Allen received a termination notice from the White House after he made efforts to provide key information to prosecutors in that office, according to four sources. The information he provided was constitutionally required, two of them said, while a third described it as potentially relevant to the preliminary investigation.

Stay tuned to see what James’ attorney, Abbe Lowell, does with this juicy tidbit.

Happy reading

New York Times: The battle in Virginia over an activist who protested Stephen Miller

Laura Loomer, Pentagon reporter

Trump’s Pentagon gave far-right agitator Laura Loomer press credentials to cover the Defense Department, WaPo reports, completing the ousting of traditional new media and their replacement with right-wing entities.
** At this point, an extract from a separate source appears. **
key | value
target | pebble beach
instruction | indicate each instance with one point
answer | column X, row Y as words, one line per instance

One year since Trump’s re-election

This week marks one year since Donald Trump was re-elected for a second non-consecutive term. Thomas Zimmer assesses where we are:

An authoritarian, fascist movement controls the government; they attempt – and succeed to some extent – ​​to build an authoritarian state; but they failed to extend authoritarian rule to the whole of society. A system which is no longer democratic, but which is also not a consolidated autocratic regime.

Again.

Dick Cheney, 1941-2025

WASHINGTON, DC – SEPTEMBER 11: In this photo provided by the U.S. National Archives, Vice President Dick Cheney and President George W. Bush meet at the Presidential Emergency Operations Center (PEOC) following the September 11, 2001 terrorist attacks in Washington, DC. (Photo by David Bohrer/U.S. National Archives via Getty Images)

Three initial thoughts on the death of Dick Cheney, President Ford’s White House chief of staff, congressman, Bush I’s secretary of defense and, shall we say, Bush II’s viceroy:

  • The September 11 attack happened on his watch. Everything that followed – Afghanistan, Iraq, torture, surveillance and a toxic form of patriotism – was an overcompensation for his own initial failure.
  • His physical resilience was remarkable. TPM doesn’t publish obituaries, but he was such a dominant figure in TPM’s early years that we wrote one for him…around 2012, when he had his heart transplant. No one expected Cheney, who had the first of five heart attacks at age 37, to live to be 84.
  • Cheney is Proof A of why “polarization” is the wrong word to describe the state of American politics in the 21st century. As his Republican Party fell off a cliff, even Dick Cheney, the supervillain of a previous generation, was left behind. His unreserved support for Kamala Harris against Donald Trump in 2024 was a final effort to try to save the constitutional order that he himself had made considerably more fragile during his mandate.

Future generations trying to understand Cheney’s grip on the instruments of government power in the years after 9/11 need only know this: When Dick Cheney, then vice president, accidentally shot a 78-year-old Texas lawyer during a hunting accident in 2006, the victim apologized to Cheney for being shot in the face.